Rabu, 12 Agustus 2026 12:41 WIB
BKSDA Sumbar evakuasi harimau masuk kandang jebak di Agam
Lubuk Basung (ANTARA) – Balai Konservasi Sumber Daya Alam (BKSDA) Sumatera Barat melakukan evakuasi harimau Sumatra yang masuk kandang jebak usai memakan ternak warga di Palimbatan, Nagari Pasia Laweh, Kecamatan Palupuh, Kabupaten Agam.
“Evakuasi harimau dilakukan Rabu (12/8/2026) sekitar pukul 10.00 WIB dan selesai pukul 11.45 WIB,” kata Kepala Balai Konservasi Wilayah II Maninjau BKSDA Sumbar Ade Putra di Lubuk Basung, Rabu. Ia mengatakan evakuasi dilakukan dengan ditandu oleh petugas BKSDA Sumbar, TNI, Polri, Tim Patroli Anak Nagari (Pagari) dan masyarakat dengan jarak sekitar 100 meter dari kandang jebak ke lokasi mobil. Evakuasi setelah satwa dilindungi diberi bius oleh dokter hewan BKSDA Sumbar. Harimau dibawa ke Kantor Seksi Konservasi Wilayah I BKSDA Sumbar di Belakang Balok Kota Bukittinggi untuk penanganan pertama atau observasi. “Usai dievakuasi harimau langsung dibawa ke Kantor Seksi Konservasi Wilayah I BKSDA Sumbar di Belakang Balok Kota Bukittinggi untuk penanganan pertama atau observasi,” katanya. Ia menambahkan harimau dengan kelamin betina dengan usia remaja sekitar 2-5 tahun. Harimau dengan nama latin Panthera tigris sumatrae diketahui masuk kandang jebak yang dipasang Selasa (11/8/2026) pada pukul 19.35 WIB, sebelumnya beberapa kali muncul di Kecamatan Palupuh. Kandang jebak tersebut dipasang usai harimau berkelamin betina dengan usia remaja memakan dua ekor kambing milik warga atas nama Afkir Soni (45) pada Minggu (9/8/2026).
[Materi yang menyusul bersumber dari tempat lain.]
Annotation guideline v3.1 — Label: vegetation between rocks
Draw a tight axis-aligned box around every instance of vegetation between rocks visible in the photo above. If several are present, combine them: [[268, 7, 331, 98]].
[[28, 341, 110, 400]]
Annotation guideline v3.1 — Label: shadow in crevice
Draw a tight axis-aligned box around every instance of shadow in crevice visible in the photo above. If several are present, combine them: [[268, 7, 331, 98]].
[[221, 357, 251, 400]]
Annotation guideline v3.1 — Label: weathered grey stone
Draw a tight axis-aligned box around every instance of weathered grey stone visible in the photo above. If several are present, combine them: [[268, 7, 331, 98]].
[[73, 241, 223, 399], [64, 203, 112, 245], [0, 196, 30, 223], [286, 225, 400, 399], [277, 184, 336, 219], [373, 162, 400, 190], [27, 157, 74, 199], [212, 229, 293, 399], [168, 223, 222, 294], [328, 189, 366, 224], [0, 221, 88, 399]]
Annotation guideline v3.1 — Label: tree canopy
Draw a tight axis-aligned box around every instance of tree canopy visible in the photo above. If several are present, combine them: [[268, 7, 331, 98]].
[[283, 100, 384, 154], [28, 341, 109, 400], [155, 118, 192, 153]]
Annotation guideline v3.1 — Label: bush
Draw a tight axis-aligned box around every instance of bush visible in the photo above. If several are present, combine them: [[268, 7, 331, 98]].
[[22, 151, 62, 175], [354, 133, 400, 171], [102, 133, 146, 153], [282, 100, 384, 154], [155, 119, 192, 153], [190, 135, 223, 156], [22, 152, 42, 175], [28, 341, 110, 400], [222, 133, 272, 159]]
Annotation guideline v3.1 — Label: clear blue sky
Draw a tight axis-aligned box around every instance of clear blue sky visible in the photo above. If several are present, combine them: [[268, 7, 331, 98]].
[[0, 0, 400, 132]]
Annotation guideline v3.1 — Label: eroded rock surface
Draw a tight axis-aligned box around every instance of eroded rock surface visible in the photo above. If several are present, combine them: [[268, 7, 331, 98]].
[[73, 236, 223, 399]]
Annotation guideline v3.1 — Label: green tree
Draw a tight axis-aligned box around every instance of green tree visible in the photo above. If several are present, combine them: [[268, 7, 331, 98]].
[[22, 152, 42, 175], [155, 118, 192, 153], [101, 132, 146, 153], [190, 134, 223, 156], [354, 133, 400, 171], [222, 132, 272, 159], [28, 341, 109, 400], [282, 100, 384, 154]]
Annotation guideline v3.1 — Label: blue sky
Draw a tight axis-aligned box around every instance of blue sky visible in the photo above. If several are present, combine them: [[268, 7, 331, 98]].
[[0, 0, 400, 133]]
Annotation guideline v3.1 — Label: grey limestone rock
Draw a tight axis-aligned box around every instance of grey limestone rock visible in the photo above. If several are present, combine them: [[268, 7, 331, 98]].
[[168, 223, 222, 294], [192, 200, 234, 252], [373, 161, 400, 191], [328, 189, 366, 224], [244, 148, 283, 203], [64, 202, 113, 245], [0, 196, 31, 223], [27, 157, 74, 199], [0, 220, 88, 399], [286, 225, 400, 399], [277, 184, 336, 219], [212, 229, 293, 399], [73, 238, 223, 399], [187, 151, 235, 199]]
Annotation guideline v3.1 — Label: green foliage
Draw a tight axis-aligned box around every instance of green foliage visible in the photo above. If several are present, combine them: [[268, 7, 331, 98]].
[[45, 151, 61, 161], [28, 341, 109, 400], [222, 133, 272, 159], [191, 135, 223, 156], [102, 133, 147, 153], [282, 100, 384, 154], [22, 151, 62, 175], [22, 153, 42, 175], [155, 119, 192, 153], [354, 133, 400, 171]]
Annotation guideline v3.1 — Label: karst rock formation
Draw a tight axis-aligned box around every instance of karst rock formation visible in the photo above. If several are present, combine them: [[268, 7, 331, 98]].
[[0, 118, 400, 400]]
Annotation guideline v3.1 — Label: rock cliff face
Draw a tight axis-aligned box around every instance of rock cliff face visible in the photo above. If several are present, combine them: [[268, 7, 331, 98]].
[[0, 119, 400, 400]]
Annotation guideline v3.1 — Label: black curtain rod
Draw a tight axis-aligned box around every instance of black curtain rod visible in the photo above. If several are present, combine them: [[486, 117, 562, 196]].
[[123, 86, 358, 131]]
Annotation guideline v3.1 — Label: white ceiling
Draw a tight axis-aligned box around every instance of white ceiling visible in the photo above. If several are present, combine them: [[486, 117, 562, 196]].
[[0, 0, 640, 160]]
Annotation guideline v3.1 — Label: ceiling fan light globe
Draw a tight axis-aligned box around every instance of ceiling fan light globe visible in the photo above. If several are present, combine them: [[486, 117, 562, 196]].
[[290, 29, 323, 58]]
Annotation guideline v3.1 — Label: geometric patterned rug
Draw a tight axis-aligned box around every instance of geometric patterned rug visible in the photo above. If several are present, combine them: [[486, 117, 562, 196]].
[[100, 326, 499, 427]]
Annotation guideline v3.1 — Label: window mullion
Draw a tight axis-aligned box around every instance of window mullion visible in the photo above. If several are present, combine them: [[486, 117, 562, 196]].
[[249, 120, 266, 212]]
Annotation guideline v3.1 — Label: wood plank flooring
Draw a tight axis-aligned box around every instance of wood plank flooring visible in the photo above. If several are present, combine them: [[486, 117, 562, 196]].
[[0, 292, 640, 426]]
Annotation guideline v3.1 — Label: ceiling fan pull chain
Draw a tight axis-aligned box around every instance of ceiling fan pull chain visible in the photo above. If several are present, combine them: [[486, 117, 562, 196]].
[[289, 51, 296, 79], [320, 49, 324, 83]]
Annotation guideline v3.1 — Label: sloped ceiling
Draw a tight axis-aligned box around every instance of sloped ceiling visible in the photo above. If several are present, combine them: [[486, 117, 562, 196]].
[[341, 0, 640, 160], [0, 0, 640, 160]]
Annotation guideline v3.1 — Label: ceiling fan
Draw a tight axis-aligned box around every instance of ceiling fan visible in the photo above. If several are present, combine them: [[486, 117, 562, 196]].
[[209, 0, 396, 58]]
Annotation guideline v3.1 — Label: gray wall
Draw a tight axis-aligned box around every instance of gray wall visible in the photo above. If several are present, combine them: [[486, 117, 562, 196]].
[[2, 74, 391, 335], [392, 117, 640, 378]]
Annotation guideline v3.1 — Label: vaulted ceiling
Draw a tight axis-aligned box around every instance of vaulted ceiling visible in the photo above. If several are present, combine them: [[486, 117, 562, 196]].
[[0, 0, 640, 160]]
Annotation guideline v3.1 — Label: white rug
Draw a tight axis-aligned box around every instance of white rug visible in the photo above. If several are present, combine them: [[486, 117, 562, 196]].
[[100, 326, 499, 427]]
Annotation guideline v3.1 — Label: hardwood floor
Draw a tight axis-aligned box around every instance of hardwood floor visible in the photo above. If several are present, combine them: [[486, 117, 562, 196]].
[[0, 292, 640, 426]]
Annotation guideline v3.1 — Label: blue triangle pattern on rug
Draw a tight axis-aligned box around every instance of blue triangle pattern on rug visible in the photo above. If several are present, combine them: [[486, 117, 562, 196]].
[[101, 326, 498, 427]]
Lokasi tersebut berada di pemukiman warga, SDN 10 Angge Palimbatan dan SMPN 1 Palupuh. Baru sampai di lokasi penginapan usai pemasangan kandang, Wali Jorong Palimbatan melaporkan bahwa penjaga SDN 10 Angge Palimbatan mendengar pintu kandang turun.”Mendapatkan laporan, kami langsung ke lokasi untuk memastikan dan ternyata harimau sudah masuk kandang. Kandang terpasang sekitar 18.30 WIB, harimau masuk kandang dengan ukuran dua meter dan lebar 90 meter pukul 19.35 WIB,” katanya.